While New York's fashion week was impressive, it didn't just end there. Looks are still being cultivated in other major fashion cities. Take Milan and Paris for example. It seems that the creativity in Europe was non-stop. Not only did these big fashion houses showcase fabulous new looks, but they mastered the art of reflecting that for their grandeur runways that showcased their new collection.

 

A prime example is the way DSquared2 has taken social media by storm. The Italian brand, cultivated by twin brothers Dean and Dan Caten, celebrates its 30th birthday this year and has fully embraced the celebratory aspect. The 2025 show opened with new hit sensation Doechii and ended with a bang, as the brothers performed a skit of them getting arrested and eventually walking the runway.

In the same show, the models were brought out to the warehouse set via porsche and cop cars, and chose more stylized walks than a regular catwalk. As much as the runway world is known for only using models as canvases, the audience appreciated seeing models interact with each other, especially as the show was designed to have models stay on stage the whole time. The direction of the show was a refreshing concept that reignited possibilities on the runway. That excitement alone is causing more people to tune back into the art medium. Runway is known to have a strict and uptight nature surrounding it and designers are taking the initiative to disrupt that paradigm.

 

Other shows in the Fall/Winter collection had theatrical elements that captivated the crowd. To honor Fendi’s 100th year, a sentimental approach was taken for their show by having Fendi’s twin grandchildren open the doors.

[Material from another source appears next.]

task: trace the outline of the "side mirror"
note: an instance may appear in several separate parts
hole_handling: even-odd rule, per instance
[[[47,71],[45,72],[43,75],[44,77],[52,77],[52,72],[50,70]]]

This is not only reflected in the collection of the year, but pays homage to the history of the show by shedding a new sense of appreciation for the brand’s longevity in the fashion scene.

Even Rick Owens, who has been a staple muse to fashion lovers, had pulled creative looks and had models wear fully black contact lenses during his show in Paris earlier in January. Diesel did the same in Milan this week, with his model’s main makeup looks having bold spray paint strokes on their faces. This was all intentionally crafted, as Diesel’s show wanted to bring attention to the bounds of which fashion and designs can go. With designs that go against conventional bodice silhouettes or cuts, Diesel encourages artists to be free in their work. The spray painted set reflected the body of work as well with the intent of his show to “break the bounds within luxury and avant garde.” Creativity isn't radical, it is a necessity for all things art related and fashion should not be excluded from that.

 

Dolce and Gabbana also hopped on the train by beating the stigma that all designs of menswear are lackluster. With the show incorporating a paparazzi concept, it seems that they definitely captured the attention of attendees. It may not be revolutionary but it fit with the idea of “Paparazzi” they were aiming to achieve and conceptually made the experience worth watching. People in the fashion world don’t like boring things. Runway is a dying piece of performance art because we have conformed to such mundane ways of portraying it. 

 

A special celebration shouldn't be the only occasion or reason that propels designers to elevate the artistic levels of their shows. Shouldn’t a new collection be celebrated enough? With critiques on the runway world, it has become apparent that people are straying away from the medium. But with artists communicating the artistic vision behind their design, it humanizes the art form to engage and excite the audience.